The authors also do things like converting the ratings to be between 0 and 1, then taking the sigmoid of $U^T V$. For empirical reasons.

In [1]:
import pandas as pd
import torch

First, going to load in and pre-process the data. The data comes in as a table of user IDs, movie IDs, and ratings. We need to pivot these columns to get our rating matrix.

In [2]:
ratings = pd.read_csv('ml-latest-small/ratings.csv')
In [3]:
ratings.head()
Out[3]:
userId movieId rating timestamp
0 1 1 4.0 964982703
1 1 3 4.0 964981247
2 1 6 4.0 964982224
3 1 47 5.0 964983815
4 1 50 5.0 964982931
In [4]:
rating_matrix = ratings.pivot(index='userId', columns='movieId', values='rating')
n_users, n_movies = rating_matrix.shape

# Scaling ratings to between 0 and 1, this helps our model by constraining predictions
min_rating, max_rating = ratings['rating'].min(), ratings['rating'].max()
rating_matrix = (rating_matrix - min_rating) / (max_rating - min_rating)

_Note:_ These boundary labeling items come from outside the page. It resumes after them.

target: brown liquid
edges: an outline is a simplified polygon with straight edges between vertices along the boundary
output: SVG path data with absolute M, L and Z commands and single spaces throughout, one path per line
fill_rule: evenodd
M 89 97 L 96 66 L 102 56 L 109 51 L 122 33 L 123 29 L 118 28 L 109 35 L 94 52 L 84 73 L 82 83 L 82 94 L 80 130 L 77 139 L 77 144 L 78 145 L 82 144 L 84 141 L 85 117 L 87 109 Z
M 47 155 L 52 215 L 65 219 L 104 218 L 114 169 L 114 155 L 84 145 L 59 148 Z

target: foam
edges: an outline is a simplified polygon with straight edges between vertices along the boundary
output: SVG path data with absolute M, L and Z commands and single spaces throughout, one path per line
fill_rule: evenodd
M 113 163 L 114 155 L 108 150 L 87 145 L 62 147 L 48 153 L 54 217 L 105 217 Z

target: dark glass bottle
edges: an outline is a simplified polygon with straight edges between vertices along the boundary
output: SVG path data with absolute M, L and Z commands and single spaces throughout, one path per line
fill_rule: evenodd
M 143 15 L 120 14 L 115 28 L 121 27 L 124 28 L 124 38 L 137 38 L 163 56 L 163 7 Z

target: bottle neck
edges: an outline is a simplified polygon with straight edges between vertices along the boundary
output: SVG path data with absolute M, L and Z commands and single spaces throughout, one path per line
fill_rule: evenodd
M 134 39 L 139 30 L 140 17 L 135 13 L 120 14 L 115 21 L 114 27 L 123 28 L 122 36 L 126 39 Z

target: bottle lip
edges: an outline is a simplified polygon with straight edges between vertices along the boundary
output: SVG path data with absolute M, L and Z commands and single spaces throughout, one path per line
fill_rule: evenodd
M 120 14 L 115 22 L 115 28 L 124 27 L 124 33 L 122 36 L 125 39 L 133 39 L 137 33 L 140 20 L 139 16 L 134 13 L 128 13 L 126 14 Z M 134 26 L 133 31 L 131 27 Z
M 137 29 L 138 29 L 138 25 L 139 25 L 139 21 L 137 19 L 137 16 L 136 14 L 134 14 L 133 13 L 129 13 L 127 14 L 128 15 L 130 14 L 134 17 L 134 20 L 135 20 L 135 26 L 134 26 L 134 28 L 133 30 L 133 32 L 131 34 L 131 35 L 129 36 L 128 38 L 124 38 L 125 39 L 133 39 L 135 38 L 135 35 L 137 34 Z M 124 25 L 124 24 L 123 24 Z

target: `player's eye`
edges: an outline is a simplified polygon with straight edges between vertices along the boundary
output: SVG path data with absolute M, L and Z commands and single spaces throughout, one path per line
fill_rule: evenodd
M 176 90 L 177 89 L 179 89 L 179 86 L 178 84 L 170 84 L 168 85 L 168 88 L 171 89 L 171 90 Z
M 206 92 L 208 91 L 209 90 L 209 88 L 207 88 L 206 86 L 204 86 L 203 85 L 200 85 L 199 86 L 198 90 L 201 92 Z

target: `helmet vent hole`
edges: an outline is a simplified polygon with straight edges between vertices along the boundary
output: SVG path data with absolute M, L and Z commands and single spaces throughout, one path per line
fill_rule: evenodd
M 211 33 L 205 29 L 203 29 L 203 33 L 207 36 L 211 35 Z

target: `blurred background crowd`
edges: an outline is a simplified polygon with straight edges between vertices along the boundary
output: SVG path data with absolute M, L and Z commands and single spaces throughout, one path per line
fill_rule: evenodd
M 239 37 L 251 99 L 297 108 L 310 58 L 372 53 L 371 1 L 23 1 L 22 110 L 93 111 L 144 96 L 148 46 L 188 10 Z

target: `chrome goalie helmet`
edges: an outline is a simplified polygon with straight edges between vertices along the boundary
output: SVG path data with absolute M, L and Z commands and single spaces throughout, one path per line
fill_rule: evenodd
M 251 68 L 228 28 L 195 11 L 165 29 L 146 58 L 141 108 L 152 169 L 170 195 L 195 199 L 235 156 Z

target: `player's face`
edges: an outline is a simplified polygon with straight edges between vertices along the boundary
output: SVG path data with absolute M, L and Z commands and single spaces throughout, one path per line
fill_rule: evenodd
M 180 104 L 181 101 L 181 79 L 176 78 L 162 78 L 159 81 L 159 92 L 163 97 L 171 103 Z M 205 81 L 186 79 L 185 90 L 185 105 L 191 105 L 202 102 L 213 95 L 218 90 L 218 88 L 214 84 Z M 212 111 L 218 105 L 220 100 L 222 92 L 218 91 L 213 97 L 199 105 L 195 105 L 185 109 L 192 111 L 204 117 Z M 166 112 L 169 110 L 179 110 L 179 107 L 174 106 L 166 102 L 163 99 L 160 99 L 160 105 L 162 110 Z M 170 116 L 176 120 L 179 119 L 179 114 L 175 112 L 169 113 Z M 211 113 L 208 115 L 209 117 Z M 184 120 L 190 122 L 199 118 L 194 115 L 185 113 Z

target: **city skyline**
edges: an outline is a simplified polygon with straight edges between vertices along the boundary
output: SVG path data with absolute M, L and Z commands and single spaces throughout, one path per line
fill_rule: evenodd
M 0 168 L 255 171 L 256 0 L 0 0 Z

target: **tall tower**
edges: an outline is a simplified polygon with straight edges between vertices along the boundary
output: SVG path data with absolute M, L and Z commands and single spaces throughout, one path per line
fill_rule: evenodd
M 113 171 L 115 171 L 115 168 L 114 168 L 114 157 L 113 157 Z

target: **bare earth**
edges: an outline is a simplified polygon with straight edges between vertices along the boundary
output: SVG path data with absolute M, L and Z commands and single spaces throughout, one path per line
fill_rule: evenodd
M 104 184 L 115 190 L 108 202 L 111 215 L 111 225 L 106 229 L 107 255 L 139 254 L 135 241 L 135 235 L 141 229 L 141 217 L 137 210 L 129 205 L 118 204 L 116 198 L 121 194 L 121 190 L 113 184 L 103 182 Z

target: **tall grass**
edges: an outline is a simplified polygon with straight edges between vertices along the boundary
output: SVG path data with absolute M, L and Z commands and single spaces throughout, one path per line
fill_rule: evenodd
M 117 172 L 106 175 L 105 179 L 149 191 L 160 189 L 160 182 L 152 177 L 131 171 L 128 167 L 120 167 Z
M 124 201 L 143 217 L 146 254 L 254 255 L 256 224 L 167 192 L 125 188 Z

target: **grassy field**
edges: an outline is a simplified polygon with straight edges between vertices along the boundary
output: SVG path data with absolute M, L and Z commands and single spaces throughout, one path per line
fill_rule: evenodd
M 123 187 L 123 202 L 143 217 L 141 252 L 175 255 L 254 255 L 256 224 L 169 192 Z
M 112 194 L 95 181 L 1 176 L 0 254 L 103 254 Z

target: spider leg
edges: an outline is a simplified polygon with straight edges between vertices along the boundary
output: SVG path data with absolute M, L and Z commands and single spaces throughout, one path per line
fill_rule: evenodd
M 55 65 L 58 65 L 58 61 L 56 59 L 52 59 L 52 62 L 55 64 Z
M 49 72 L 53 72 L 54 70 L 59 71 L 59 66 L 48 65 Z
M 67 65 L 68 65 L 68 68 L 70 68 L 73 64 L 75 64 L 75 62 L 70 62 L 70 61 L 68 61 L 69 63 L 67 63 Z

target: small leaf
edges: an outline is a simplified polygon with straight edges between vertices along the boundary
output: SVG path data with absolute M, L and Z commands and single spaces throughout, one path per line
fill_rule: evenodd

# Replacing missing ratings with -1 so we can filter them out later
rating_matrix[rating_matrix.isnull()] = -1
rating_matrix = torch.FloatTensor(rating_matrix.values)

Here I'm defining the model as a PyTorch module. Our model will return a value proportional to the posterior, given the parameters (our feature vectors).

$$ P(U, V, \sigma) \propto P(R \mid U, V, \sigma^2) P(U) P(V) P(\sigma) $$

I want to actually use the log probabilities for all these because the products become sums and we can avoid problems with floating point precision due to some probabilites being very close to zero or one. So the model returns

$$ p = \log P(R \mid U, V, \sigma^2) + \log P(U) + \log P(V) + \log P(\sigma) $$

I also put a prior on $\sigma$, the prediction error, as it helps with finding the best feature vectors. I also tried placing priors on $\sigma_u$ and $\sigma_v$ but I couldn't get the training to converge using SGD. The authors of the PMT paper used expectation maximation to optimize $\sigma_u$ and $\sigma_v$ so I'm guessing they ran into a similar problem. I didn't implement that part of the paper, so there are improvements to my code here.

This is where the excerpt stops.